Source code for propflow.snapshots.analyzer

"""Snapshot analysis utilities for belief propagation convergence dynamics.

This module provides analysis tools for examining convergence properties,
dependency structures, and cycle metrics from simulation snapshots.
"""

from __future__ import annotations

import csv
from pathlib import Path
from dataclasses import dataclass
from typing import Dict, List, Mapping, Sequence, Any

import networkx as nx
import numpy as np
from scipy import sparse

from .types import EngineSnapshot


# Tolerance constants
_ZERO_TOL = 1e-9


@dataclass(slots=True)
class _Coordinate:
    """Internal helper describing a single difference coordinate."""

    kind: str
    sender: str
    recipient: str
    label: int

    def key(self) -> tuple[str, str, str, int]:
        return (self.kind, self.sender, self.recipient, self.label)



[docs]
class SnapshotAnalyzer:
    """Analyze convergence dynamics from propflow snapshots.

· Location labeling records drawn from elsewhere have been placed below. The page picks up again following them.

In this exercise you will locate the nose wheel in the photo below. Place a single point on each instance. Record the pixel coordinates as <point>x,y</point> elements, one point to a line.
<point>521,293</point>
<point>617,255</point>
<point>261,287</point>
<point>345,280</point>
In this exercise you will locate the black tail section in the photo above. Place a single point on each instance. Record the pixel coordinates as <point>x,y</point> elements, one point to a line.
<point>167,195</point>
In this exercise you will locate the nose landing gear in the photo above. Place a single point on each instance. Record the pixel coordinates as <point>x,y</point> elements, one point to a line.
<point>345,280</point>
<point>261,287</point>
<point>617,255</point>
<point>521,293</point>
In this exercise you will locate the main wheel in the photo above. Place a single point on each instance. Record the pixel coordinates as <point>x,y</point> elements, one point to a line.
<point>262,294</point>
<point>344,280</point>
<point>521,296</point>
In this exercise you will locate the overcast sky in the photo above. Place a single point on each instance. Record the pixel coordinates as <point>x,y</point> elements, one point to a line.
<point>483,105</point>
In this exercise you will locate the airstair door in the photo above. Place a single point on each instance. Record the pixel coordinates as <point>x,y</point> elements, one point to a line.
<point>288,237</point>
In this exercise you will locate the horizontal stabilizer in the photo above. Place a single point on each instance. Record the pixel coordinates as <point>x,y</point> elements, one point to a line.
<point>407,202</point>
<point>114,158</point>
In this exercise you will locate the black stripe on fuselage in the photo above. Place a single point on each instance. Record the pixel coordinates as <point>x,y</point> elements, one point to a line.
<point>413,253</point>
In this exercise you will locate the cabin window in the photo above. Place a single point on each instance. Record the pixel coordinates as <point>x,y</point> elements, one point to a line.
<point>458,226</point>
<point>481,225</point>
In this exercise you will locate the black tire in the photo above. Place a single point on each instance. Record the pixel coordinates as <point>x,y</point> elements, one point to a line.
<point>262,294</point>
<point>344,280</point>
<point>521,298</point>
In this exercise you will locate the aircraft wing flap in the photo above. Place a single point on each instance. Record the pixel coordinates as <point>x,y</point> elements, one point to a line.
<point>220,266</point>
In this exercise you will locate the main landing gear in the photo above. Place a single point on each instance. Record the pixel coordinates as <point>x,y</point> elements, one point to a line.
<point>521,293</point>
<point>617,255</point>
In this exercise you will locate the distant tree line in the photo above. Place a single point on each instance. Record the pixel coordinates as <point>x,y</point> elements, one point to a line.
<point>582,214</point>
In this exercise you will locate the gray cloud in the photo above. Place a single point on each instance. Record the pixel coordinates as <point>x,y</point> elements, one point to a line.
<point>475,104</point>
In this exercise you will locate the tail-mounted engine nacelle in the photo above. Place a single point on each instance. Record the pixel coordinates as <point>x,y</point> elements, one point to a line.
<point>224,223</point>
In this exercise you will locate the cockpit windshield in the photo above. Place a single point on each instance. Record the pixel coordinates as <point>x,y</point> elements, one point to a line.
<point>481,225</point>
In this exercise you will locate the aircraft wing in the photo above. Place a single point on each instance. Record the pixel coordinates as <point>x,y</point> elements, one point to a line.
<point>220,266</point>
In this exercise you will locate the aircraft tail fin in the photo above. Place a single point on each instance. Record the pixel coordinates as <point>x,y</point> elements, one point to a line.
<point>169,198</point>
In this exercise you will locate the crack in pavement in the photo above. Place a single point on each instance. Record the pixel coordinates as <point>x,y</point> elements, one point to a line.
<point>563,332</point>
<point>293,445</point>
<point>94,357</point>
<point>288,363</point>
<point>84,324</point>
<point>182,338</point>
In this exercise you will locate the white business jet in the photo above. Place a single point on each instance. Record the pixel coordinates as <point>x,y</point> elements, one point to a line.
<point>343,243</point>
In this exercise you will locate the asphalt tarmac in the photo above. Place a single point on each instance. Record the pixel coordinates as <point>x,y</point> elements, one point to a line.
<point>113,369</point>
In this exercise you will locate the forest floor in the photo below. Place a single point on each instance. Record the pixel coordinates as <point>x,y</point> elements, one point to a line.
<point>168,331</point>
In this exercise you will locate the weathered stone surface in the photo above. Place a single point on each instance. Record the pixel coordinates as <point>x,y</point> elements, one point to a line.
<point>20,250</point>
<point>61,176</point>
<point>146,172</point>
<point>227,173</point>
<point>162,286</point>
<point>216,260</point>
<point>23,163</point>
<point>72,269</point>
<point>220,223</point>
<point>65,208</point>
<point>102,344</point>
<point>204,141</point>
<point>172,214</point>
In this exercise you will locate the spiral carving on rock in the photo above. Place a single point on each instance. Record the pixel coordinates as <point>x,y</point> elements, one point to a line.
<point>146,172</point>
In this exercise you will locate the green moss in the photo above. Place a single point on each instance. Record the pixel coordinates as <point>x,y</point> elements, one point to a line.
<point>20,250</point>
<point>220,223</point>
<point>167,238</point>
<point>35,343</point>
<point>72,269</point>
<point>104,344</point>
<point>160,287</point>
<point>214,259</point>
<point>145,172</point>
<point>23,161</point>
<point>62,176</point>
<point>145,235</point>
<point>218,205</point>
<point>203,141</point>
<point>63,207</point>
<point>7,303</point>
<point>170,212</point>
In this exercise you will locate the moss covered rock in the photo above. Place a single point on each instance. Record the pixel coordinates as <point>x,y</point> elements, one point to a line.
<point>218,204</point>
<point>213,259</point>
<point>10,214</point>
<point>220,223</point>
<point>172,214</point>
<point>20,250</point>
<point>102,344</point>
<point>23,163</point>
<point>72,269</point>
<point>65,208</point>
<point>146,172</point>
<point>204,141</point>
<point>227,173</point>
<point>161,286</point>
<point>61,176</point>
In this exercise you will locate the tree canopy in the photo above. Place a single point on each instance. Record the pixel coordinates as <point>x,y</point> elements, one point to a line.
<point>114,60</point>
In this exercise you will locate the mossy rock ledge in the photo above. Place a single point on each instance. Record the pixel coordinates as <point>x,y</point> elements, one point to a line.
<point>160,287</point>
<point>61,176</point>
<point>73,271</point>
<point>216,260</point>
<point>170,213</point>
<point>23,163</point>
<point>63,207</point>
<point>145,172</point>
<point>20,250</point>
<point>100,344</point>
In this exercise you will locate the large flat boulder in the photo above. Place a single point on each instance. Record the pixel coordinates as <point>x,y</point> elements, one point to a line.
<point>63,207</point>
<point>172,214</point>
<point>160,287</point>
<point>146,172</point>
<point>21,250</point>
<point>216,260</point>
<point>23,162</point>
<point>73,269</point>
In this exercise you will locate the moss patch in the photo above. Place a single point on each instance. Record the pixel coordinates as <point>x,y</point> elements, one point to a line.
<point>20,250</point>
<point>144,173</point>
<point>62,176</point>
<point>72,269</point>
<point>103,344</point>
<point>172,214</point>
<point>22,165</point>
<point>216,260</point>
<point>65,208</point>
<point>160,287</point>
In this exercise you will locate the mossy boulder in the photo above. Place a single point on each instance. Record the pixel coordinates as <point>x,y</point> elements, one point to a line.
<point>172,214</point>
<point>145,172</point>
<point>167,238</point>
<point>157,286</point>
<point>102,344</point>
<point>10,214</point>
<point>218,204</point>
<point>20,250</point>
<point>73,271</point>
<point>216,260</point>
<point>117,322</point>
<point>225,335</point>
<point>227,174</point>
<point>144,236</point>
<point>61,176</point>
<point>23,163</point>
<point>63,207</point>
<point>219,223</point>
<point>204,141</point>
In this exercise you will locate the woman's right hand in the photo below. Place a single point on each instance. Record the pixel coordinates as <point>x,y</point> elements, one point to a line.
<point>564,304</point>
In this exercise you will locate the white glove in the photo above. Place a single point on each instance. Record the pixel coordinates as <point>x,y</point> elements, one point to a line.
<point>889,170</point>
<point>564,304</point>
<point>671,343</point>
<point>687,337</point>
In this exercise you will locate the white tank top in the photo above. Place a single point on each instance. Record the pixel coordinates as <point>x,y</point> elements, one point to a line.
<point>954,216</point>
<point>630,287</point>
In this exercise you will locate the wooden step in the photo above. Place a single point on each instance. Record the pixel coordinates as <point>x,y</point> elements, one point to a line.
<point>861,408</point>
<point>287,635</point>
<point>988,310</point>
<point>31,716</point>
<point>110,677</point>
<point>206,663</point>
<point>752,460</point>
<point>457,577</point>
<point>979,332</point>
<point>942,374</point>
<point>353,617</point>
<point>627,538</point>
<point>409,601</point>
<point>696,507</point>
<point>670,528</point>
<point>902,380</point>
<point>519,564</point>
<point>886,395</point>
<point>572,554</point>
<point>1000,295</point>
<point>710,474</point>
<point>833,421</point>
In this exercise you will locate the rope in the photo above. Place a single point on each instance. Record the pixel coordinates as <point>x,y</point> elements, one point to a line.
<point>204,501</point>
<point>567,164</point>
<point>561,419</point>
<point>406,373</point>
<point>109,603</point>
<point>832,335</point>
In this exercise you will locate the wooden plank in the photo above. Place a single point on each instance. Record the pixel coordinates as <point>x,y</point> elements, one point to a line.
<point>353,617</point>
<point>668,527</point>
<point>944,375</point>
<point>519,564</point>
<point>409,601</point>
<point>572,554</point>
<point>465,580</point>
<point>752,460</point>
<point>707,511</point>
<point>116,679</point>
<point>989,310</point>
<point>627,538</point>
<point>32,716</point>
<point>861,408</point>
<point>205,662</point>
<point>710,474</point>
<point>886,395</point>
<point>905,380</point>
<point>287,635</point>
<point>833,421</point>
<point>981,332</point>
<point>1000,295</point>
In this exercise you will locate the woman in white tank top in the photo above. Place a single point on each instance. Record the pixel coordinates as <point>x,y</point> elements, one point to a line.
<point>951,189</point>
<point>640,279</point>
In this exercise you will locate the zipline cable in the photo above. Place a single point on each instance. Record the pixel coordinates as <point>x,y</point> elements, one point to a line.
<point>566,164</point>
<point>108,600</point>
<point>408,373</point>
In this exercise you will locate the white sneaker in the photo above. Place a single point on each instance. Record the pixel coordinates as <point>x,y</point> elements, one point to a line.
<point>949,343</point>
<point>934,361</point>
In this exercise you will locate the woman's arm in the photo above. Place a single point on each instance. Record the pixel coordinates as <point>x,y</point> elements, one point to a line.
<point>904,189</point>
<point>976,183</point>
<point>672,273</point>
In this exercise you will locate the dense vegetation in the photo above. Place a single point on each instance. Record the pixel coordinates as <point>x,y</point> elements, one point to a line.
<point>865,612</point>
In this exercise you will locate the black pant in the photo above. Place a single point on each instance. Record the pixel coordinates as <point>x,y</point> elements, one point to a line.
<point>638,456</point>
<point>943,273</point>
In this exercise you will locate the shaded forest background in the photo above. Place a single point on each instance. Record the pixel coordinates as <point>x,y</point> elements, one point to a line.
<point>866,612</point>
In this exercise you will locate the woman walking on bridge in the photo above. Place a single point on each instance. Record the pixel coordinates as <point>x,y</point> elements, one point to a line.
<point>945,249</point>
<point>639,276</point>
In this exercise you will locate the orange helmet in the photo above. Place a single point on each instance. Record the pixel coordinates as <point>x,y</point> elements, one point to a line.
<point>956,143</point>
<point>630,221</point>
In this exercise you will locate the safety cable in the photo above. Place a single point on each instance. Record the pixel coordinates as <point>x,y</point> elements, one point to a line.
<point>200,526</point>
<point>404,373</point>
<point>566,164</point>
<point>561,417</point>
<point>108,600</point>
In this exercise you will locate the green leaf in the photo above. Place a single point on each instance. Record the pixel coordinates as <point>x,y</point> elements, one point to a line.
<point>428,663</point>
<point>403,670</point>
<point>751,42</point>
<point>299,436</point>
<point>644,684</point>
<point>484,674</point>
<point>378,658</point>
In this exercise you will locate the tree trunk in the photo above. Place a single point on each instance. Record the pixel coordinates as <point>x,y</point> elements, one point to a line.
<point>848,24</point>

    This class provides methods to derive Jacobian matrices, dependency graphs,
    cycle metrics, and other structural properties from snapshot sequences.
    """

    def __init__(
        self,
        snapshots: Sequence[EngineSnapshot],
        *,
        domain: Mapping[str, int] | None = None,
        max_cycle_len: int = 12,
    ) -> None:
        """Initialize the analyzer with a sequence of snapshots.

        Args:
            snapshots: A sequence of EngineSnapshot objects from a simulation.
            domain: Optional domain mapping (var -> domain_size). If not provided,
                will be inferred from snapshots.
            max_cycle_len: Maximum cycle length to enumerate in cycle analysis.
        """
        if not snapshots:
            raise ValueError("SnapshotAnalyzer requires at least one snapshot")
        self._snapshots: List[EngineSnapshot] = sorted(
            list(snapshots), key=lambda rec: rec.step
        )
        self._step_index: Dict[int, int] = {
            rec.step: idx for idx, rec in enumerate(self._snapshots)
        }
        self._max_cycle_len = max_cycle_len
        self._domain = dict(domain or self._infer_domain(self._snapshots[0]))
        self._nilpotent_cache: Dict[int, int | None] = {}


[docs]
    def beliefs_per_variable(self) -> Dict[str, List[int | None]]:
        """Return the argmin trajectory for each variable across snapshots."""
        variables = sorted(self._domain.keys())
        series: Dict[str, List[int | None]] = {var: [] for var in variables}

        for rec in self._snapshots:
            # sum R messages per variable to compute belief
            grouped: Dict[str, List[np.ndarray]] = {}
            for (f, v), r_msg in rec.R.items():
                grouped.setdefault(v, []).append(np.asarray(r_msg, dtype=float))

            for var in variables:
                if vectors := grouped.get(var):
                    combined = np.sum(vectors, axis=0)
                    series[var].append(int(np.argmin(combined)))
                else:
                    series[var].append(rec.assignments.get(var))

        return series



[docs]
    def difference_coordinates(
        self, step_idx: int
    ) -> tuple[
        Dict[tuple[str, str], float | np.ndarray],
        Dict[tuple[str, str], float | np.ndarray],
    ]:
        """Compute ΔQ and ΔR (difference coordinates) for a snapshot."""
        rec = self._snapshot_by_index(step_idx)

        delta_q: Dict[tuple[str, str], float | np.ndarray] = {}
        delta_r: Dict[tuple[str, str], float | np.ndarray] = {}

        for (u, f), q_msg in rec.Q.items():
            values = np.asarray(q_msg, dtype=float)
            if values.size > 0:
                delta_q[(u, f)] = self._recenter(values)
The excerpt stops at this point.